Presidential pardons have been viewed with a great deal of skepticism in the wake of some high profile cases, e.g. Ford’s pardon of Nixon, Clinton’s pardon of his half-brother and a wealthy donor, and George W. Bush commuting “Scooter” Libby for perjury and leaking the name of a CIA agent. Nonetheless, when used appropriately, the pardon is not a mere “get out of jail free” card” for political cronies, but a highly effective tool of governance and policy for the executive branch to counterbalance the sometimes absurd operation of law and to bring important issues to the forefront of our national consciousness.

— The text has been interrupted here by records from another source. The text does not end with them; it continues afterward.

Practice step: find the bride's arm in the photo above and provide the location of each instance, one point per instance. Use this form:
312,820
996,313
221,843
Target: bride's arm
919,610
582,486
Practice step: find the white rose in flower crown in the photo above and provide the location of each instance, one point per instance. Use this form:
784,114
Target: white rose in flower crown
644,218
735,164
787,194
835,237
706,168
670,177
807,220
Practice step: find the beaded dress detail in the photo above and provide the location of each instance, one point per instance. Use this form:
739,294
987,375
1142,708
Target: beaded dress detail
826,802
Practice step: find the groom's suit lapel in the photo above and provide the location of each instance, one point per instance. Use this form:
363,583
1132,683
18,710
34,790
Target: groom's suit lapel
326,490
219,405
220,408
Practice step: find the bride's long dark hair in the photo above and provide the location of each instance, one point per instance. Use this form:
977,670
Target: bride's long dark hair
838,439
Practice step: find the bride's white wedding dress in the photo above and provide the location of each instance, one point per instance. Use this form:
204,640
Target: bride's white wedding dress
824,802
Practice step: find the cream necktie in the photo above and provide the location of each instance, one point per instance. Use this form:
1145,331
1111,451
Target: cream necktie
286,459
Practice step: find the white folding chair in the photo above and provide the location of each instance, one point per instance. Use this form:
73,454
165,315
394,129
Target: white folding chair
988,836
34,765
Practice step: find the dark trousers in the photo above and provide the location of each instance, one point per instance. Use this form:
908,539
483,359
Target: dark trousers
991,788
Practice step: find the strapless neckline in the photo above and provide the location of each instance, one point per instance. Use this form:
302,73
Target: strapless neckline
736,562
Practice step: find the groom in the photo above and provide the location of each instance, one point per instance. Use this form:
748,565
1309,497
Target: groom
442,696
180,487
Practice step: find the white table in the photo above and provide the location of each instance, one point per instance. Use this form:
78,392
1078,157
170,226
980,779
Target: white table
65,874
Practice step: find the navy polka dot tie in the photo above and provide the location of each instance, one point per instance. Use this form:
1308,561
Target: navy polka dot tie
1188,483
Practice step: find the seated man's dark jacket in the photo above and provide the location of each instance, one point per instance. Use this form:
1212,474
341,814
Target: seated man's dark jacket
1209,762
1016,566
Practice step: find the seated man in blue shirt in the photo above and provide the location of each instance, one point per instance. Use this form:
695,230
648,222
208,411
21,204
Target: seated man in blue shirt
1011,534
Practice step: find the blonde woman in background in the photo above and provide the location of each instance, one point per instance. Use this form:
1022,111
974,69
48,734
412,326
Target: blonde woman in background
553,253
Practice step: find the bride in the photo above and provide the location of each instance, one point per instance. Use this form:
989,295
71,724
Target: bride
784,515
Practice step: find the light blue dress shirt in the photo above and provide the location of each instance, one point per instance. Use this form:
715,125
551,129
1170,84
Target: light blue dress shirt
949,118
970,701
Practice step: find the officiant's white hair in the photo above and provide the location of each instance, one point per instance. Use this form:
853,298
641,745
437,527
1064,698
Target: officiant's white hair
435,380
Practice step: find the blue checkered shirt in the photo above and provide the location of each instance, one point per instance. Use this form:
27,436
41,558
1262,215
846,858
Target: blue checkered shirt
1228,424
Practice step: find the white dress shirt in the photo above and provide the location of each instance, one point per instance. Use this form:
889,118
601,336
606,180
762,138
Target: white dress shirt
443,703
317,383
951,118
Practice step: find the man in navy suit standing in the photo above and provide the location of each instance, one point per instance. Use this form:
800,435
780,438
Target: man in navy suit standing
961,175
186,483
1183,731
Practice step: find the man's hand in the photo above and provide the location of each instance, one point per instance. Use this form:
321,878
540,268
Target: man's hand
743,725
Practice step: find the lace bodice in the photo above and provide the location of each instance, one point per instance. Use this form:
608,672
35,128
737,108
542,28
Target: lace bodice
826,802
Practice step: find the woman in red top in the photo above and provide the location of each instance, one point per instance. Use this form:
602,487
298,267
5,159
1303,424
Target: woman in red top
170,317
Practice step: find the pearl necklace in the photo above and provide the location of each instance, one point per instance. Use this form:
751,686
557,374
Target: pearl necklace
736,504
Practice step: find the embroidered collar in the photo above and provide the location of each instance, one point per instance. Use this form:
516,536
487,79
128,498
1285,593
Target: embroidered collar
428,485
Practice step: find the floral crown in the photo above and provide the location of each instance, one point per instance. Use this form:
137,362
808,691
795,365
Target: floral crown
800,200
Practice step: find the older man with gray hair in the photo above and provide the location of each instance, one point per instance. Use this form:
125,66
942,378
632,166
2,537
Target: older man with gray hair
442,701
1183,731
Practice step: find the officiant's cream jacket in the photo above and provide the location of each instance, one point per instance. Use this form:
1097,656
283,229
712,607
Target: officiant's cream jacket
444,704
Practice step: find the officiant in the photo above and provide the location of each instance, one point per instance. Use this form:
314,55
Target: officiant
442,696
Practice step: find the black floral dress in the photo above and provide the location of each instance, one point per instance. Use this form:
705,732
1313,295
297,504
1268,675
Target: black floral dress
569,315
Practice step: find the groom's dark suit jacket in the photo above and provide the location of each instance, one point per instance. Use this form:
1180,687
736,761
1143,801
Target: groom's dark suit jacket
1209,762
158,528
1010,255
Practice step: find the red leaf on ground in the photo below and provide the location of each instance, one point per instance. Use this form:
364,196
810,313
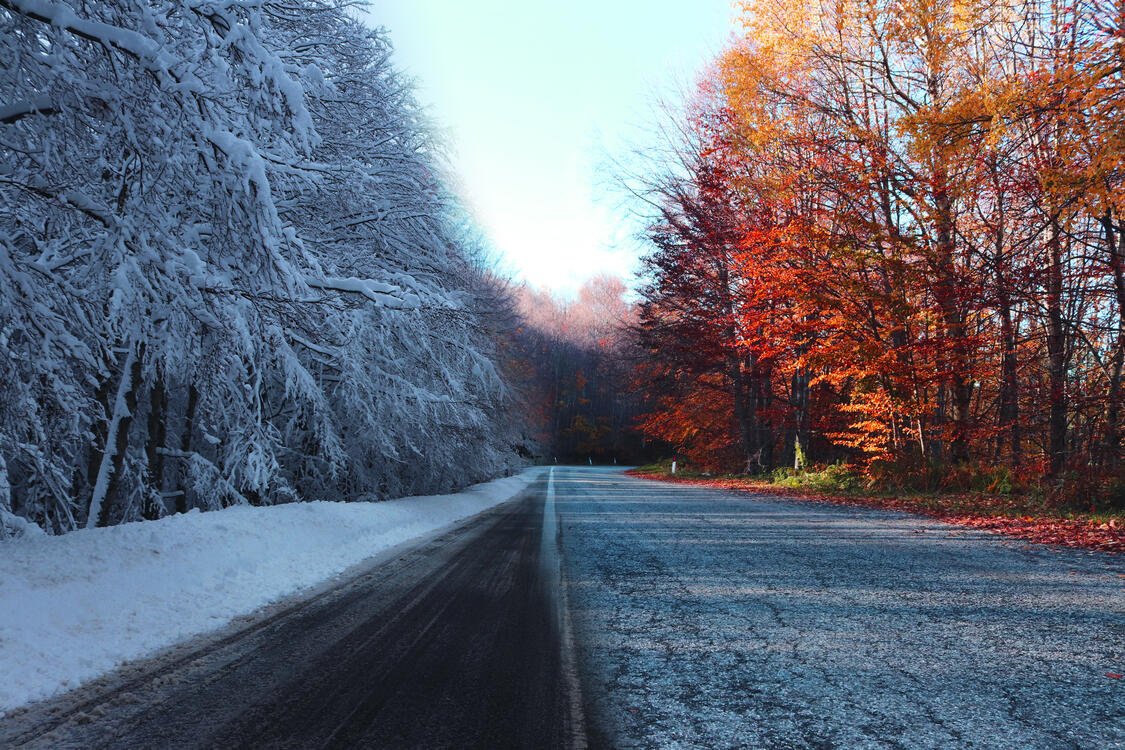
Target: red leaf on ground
1043,530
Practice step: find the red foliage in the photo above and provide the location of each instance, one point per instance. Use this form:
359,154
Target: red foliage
1081,533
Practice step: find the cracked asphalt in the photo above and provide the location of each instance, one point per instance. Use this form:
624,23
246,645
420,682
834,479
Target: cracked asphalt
710,620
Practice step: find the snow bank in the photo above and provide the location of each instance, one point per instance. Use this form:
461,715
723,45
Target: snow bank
73,607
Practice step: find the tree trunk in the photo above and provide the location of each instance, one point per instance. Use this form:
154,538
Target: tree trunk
117,437
1056,355
1115,247
158,433
189,425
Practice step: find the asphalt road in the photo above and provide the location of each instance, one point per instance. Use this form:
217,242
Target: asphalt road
674,617
709,620
450,643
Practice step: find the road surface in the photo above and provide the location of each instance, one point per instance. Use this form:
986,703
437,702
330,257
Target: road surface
452,642
675,617
709,620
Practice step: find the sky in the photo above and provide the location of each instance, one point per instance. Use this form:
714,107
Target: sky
534,98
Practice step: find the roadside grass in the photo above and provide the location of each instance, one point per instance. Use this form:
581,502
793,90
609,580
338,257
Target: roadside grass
1069,513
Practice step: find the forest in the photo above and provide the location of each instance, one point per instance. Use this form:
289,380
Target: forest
885,237
231,270
892,236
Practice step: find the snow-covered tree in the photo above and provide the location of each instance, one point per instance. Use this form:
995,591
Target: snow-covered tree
227,267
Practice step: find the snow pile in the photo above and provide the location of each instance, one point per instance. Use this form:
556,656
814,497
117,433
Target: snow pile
75,606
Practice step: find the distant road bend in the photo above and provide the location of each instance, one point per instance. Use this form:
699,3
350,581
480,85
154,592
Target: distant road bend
597,611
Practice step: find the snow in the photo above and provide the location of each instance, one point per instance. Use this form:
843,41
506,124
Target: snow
77,606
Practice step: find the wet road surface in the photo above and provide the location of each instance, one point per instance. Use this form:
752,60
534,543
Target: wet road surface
452,643
710,620
674,617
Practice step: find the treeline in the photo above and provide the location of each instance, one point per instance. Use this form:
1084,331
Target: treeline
228,269
574,363
893,235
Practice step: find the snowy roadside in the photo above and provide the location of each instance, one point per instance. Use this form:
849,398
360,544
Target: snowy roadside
77,606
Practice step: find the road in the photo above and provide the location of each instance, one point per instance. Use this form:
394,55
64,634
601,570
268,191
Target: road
452,642
674,617
717,621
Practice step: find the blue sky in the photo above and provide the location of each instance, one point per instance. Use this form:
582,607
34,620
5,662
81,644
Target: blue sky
533,97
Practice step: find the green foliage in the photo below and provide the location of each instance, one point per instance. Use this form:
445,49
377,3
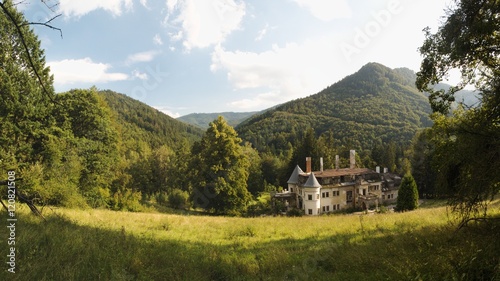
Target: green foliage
467,147
139,246
203,119
87,116
220,170
25,106
407,194
140,122
374,105
422,152
178,199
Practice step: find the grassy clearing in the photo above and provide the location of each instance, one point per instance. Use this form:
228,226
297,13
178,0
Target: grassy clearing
106,245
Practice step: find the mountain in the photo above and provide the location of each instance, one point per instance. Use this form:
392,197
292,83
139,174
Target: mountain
376,104
203,119
142,122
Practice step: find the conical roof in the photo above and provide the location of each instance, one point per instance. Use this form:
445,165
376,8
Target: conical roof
312,181
294,178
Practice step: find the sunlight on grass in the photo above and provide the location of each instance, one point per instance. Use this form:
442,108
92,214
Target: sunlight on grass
108,245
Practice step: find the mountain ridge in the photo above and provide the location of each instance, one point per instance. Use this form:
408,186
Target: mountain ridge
374,104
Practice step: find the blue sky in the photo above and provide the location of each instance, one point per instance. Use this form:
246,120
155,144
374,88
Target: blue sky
185,56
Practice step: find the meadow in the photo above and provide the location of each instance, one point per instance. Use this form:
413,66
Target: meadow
108,245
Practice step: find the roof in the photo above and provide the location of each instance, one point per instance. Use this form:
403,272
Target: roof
312,181
294,178
342,172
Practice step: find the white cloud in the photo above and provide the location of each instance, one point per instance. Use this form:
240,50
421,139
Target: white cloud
142,57
282,73
167,110
79,8
262,33
144,3
201,23
72,71
157,40
326,10
142,76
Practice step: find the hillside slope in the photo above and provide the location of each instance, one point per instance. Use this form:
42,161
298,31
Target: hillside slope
203,119
140,121
375,104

In days gone by, the pardon was exercised more liberally. Presidents FDR and Truman issued over 2,000 pardons each, and Lincoln used the power so frequently that his attorney general said he should never have been entrusted with the tool because “he was too susceptible to women’s tears.” In the modern era, Presidents and Governors alike have been much more frugal about expending political capital in this manner. During the Reagan era, the electorate began to swing in favor of candidates perceived as “tough on crime” and the aforementioned political pardons eroded public confidence.

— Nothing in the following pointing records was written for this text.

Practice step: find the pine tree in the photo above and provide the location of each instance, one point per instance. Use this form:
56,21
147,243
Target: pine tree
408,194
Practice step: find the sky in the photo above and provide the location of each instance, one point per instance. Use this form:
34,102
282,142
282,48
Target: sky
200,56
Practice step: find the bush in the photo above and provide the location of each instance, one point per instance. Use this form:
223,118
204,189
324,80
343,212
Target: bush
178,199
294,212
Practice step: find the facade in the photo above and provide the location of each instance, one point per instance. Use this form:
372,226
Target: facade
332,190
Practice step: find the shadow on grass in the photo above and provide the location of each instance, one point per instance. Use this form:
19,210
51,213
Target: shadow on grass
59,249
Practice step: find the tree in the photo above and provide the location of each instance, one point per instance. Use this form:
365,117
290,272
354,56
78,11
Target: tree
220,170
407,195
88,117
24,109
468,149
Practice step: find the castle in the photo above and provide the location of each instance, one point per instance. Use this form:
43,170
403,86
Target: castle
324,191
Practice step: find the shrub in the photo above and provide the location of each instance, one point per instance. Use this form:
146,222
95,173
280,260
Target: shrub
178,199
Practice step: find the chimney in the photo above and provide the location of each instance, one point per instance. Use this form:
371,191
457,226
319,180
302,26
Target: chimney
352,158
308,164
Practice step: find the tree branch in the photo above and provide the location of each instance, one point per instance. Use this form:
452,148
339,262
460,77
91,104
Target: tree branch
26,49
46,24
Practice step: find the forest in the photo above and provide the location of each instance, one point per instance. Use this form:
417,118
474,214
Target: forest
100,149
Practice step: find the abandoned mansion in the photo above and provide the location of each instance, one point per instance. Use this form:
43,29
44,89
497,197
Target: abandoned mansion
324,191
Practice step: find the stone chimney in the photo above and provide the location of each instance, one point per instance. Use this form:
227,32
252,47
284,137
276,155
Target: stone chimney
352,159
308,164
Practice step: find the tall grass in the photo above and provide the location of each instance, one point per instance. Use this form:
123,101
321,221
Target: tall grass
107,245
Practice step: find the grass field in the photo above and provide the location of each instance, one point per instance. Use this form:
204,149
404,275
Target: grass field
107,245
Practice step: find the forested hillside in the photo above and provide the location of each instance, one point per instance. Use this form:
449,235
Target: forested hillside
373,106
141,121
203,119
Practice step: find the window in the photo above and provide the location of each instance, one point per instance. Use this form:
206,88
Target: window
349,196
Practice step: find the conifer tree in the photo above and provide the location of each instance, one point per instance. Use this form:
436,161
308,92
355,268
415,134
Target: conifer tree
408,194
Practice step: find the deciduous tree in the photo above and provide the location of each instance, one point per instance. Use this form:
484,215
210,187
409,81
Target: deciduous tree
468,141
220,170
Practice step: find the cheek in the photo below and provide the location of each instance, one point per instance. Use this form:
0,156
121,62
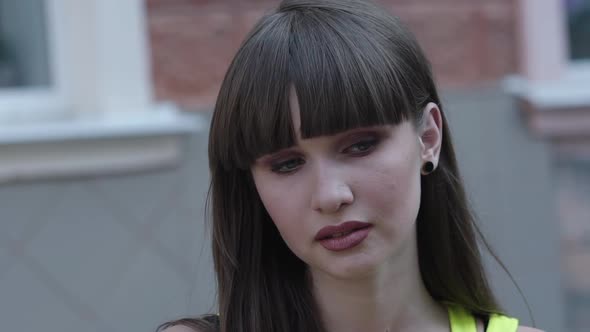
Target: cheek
394,192
283,204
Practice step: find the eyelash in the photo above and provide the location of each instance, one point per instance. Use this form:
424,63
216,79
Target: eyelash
368,143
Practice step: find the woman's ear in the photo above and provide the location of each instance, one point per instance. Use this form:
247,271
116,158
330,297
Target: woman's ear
430,134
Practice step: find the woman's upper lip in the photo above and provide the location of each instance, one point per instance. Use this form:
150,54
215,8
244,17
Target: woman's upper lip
345,227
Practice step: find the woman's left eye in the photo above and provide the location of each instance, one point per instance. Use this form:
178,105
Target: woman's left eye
362,147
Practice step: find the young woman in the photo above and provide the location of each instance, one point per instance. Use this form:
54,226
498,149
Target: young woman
336,198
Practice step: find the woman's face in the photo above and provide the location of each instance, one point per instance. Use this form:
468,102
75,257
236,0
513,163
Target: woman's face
346,204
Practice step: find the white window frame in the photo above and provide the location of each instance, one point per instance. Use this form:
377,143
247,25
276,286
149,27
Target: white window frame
98,116
548,78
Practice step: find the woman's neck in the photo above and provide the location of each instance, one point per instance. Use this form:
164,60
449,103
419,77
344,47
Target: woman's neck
391,299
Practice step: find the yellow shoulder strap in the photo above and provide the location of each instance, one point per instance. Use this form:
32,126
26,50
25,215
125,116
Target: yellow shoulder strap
500,323
461,320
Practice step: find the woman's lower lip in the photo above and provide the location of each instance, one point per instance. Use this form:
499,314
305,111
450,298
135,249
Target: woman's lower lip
347,241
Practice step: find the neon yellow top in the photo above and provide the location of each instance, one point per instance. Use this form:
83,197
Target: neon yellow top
463,321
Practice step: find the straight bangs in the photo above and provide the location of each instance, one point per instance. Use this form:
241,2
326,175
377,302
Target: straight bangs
343,77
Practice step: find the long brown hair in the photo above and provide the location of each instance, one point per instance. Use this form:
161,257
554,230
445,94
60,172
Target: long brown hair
352,65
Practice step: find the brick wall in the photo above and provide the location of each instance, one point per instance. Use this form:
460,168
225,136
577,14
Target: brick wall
468,41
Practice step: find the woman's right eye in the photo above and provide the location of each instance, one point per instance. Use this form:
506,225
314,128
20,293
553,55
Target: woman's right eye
287,166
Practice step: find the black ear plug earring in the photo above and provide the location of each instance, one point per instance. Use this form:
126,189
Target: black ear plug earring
427,168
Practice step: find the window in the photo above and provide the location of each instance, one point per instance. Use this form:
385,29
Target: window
578,24
75,91
23,44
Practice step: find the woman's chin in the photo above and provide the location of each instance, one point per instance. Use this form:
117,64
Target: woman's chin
350,268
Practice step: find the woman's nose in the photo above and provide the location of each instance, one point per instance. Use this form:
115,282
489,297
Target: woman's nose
330,191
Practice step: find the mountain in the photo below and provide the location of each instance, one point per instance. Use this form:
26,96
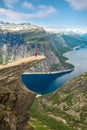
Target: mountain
15,99
62,109
66,108
84,35
22,40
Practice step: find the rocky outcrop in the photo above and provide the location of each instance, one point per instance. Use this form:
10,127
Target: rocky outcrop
15,98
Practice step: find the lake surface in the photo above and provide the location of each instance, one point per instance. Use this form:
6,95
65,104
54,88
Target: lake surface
43,84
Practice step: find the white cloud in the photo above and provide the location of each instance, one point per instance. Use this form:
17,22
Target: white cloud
28,5
43,12
78,4
10,3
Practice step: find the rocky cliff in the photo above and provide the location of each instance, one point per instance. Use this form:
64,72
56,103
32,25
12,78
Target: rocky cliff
66,107
15,98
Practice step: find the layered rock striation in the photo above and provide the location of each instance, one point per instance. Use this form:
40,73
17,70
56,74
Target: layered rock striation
15,98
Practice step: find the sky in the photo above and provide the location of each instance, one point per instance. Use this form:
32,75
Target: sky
52,13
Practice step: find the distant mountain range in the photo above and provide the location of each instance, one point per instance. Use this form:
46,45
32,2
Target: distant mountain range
21,40
65,109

It’s noteworthy that the perception problem does not seem to track so closely with the number of pardons granted, but its haphazard and seemingly arbitrary or suspicious employment. Those who favor expanded use of the pardon urge caution and that it should be exercised in a principled and consistent manner as part of a deliberate campaign by the executive with a clearly messaged policy goal. Historical examples include Thomas Jefferson’s pardon of those imprisoned under the Alien and Sedition Act, which he considered both unconstitutional and morally reprehensible. Woodrow Wilson used the power to oppose Prohibition, pardoning some 500 individuals convicted under liquor laws. Most recently, Kennedy and Johnson commuted sentences of some 200 low-level drug offenders in an effort to draw attention to disproportionate and racially biased impacts of U.S. drug policy and mandatory minimum sentences. The most prominent example of principled use in recent memory is Illinois Governor George Ryan’s commutation of all 167 inmates on death row.

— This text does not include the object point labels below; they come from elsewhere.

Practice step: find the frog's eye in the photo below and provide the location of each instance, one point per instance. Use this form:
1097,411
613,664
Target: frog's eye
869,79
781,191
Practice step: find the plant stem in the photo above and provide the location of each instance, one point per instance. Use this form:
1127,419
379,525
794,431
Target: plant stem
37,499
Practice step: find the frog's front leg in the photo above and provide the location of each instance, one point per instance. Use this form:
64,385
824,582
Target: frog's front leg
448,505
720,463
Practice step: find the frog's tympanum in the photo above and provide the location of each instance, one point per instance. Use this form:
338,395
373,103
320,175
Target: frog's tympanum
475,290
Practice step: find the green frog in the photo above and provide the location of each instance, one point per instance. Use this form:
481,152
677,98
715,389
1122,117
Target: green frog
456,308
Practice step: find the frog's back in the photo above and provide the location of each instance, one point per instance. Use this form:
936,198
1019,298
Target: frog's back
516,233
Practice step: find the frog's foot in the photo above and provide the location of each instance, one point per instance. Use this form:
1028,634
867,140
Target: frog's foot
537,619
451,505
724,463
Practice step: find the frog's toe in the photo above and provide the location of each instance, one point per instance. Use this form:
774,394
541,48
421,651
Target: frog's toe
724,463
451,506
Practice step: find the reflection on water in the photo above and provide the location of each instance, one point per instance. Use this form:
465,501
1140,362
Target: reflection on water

In addition to a political tool, the pardon is also an implement of mercy, which finds less objectionable application when used to restore full citizenship rights (e.g. voting and ownership of firearms) to former convicts who have already served out their sentences. Living and working with a felony conviction has grown increasingly difficult, and for those tried and convicted in federal (e.g. military) courts, it is the last remaining option once all other avenues for clemency have been exhausted. In light of the controversy, it is no surprise that most exercises of pardon power come at the twilight of a political career, often a matter of days before an executive leaves office. Consequently, as President Obama prepares to depart the White House, the iron is – if not hot, at least warmer at this particular political juncture.